Sub-Saharan Africa’s economy is growing more slowly this year than expected, the World Bank said on Wednesday.
According to the Bretton Wood institution’s Africa Pulse report, the slow growth of the region is largely due to weak investment and productivity.
The Bank said the downgrade to 2017 projections was due to various conditions, including the failure of Nigeria, the continent biggest economy, to meet expectations.
World Bank chief economist for Africa Albert Zeufack said the region’s recovery would partly be driven by Nigeria and South Africa. The two largest economies are making a comeback after over quarters of recession.
Nigeria’s economy is coming back on track after five consecutive quarters of recession. Data published by Nigeria’s National Bureau of Statistics (NBS) shows that the economy grew 0.55% in the second quarter of 2017.

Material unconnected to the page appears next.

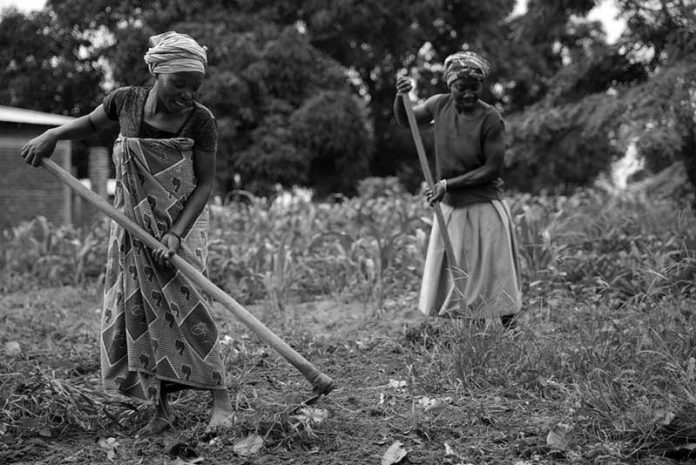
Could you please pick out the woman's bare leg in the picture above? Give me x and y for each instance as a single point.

South Africa, the continent’s second biggest economy, which also exited recession in the second quarter, is projected to rise from 0.6 percent in 2017 to 1.1 percent in 2018 and 1.7 percent in 2019.
The World Bank pointed out that the two countries need “deeper reforms” to get back to pre-2014 levels of growth.
It said concerns about policy implementation, political uncertainty, and market segmentation in the foreign exchange market would be a challenge in the medium-term.
Nigeria’s recovery is strongly linked to a sustained increase in its oil production and revenues.
The African most populous nation’s oil sector was hit by militancy in its oil-rich south region last year. The oil production levels fell to 20-year lows.